L'opposizione interposta al PE n. __________ dell'UE di __________ è mantenuta.

5. invariato

Considerandi

II. Le spese della procedura d’appello consistenti in:

a)

tassa di giustizia fr. 200.-

b)

spese fr. 50.-

Totale

fr. 250.-

da

anticiparsi dagli appellanti, sono poste a loro carico in solido nella misura

di 8/9 e per il resto a carico di AO 2. Non si assegnano ripetibili.

III. Intimazione:

-

-

Comunicazione

alla Pretura del Distretto di Lugano, sezione 4

Per la seconda Camera civile del Tribunale d’appello

La presidente Il

segretario

Rimedi

giuridici

Nelle cause a carattere pecuniario è dato ricorso in

materia civile al Tribunale federale, 1000 Losanna 14, entro 30 giorni dalla

notificazione del testo integrale della decisione (art. 100 cpv. 1 LTF), se il

valore litigioso ammonta a fr. 15'000.- nelle vertenze in materia di diritto

del lavoro e di locazione e a fr. 30'000.- negli altri casi (art. 74 cpv. 1

LTF); per valori inferiori il ricorso è ammissibile se la controversia concerne

una questione di diritto di importanza fondamentale (art. 74 cpv. 2 LTF).
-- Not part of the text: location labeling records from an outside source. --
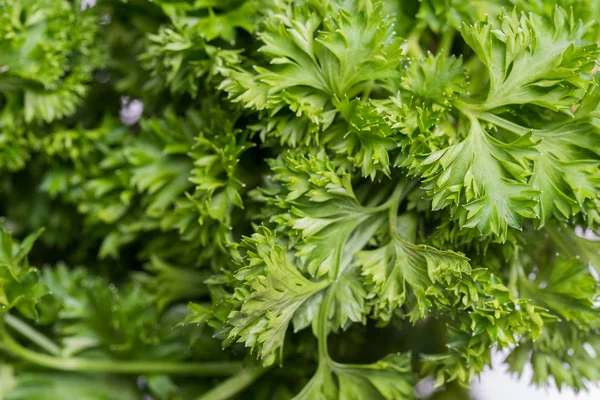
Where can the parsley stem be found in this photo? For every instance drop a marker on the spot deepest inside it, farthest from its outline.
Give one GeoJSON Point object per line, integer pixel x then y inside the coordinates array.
{"type": "Point", "coordinates": [446, 41]}
{"type": "Point", "coordinates": [116, 366]}
{"type": "Point", "coordinates": [233, 385]}
{"type": "Point", "coordinates": [36, 337]}
{"type": "Point", "coordinates": [471, 111]}
{"type": "Point", "coordinates": [413, 45]}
Qualora non sia dato il ricorso in materia civile è possibile proporre negli

stessi termini ricorso sussidiario in materia costituzionale (art. 113, 117

LTF). La parte che intende impugnare una decisione sia con un ricorso ordinario

sia con un ricorso in materia costituzionale deve presentare entrambi i ricorsi

con una sola e medesima istanza (art. 119 LTF).